The findings provide confirmation of past studies in the US showing increased risk for T1DM in those with celiac disease. They also provide confirmation for past studies suggesting that T2DM is not increased in celiac disease and may even be less common compared with T1DM and the general population. 

The authors emphasized that adhering to the GF diet might prove particularly challenging for those with T1DM and celiac disease who are faced with daily glucose monitoring, carbohydrate counting, and insulin dosing. They also noted that further research is needed to explore why having T2DM may predispose to slower mucosal recovery following adherence to the GF diet, and why having T1DM may result in poorer histological recovery.   

They concluded: “Clinicians should be aware that that the double diagnosis of celiac disease and either DM2 or DM1 predisposes the patients to severe co-morbidities. Celiac disease patients with concomitant DM1 have increased risk for dietary lapses and possibly also to poorer histological recovery, and require therefore specifically-tailored support and careful follow-up.”

Take-home Points

• Finnish study found T1DM prevalence was roughly five times more common in those with celiac disease vs the general population, with men particularly at risk.

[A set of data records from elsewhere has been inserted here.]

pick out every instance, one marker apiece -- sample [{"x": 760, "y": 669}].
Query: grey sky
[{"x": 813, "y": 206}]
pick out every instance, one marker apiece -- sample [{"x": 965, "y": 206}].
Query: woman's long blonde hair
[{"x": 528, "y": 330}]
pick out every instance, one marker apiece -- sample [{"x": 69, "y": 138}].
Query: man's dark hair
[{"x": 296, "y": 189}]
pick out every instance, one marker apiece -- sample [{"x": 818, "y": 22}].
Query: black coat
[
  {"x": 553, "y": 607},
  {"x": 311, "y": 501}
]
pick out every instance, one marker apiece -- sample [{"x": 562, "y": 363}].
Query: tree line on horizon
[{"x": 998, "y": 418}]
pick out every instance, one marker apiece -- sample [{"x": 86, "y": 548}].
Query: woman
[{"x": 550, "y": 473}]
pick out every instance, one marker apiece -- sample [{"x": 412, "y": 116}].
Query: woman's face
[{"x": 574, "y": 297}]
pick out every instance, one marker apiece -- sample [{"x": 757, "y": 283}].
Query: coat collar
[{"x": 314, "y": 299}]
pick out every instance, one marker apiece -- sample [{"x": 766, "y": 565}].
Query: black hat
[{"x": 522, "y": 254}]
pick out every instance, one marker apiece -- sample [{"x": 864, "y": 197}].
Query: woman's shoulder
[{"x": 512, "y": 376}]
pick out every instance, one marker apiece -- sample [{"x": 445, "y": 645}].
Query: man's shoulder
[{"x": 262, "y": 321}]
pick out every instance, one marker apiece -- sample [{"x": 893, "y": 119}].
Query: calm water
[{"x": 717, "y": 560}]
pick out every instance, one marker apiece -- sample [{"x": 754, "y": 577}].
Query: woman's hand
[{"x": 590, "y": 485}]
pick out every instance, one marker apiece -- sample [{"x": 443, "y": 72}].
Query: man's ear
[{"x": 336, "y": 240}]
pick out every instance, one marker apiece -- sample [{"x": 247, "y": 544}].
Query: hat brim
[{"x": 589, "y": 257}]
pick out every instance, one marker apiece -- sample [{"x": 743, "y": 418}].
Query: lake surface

• T2DM prevalence was about the same in celiac disease vs the general population.

• Having celiac disease plus T1DM was associated with lower adherence to the GF diet and higher endomysial antibody titers after one year on a GF diet.

• Having either T2DM or T1DM and celiac disease was associated with significantly more hypertension and coronary artery disease than having celiac disease only.

• There was a trend toward slower histological recovery after one year on the GF diet in those with T2DM; those with T1DM had poorer histological recovery.

The authors declare no conflicts of interest.

Reference: Kylökäs A, et al. Type 1 and type 2 diabetes in celiac disease: prevalence and effect on clinical and histological presentation. BMC Gastroenterol. 2016 Jul 25;16(1):76.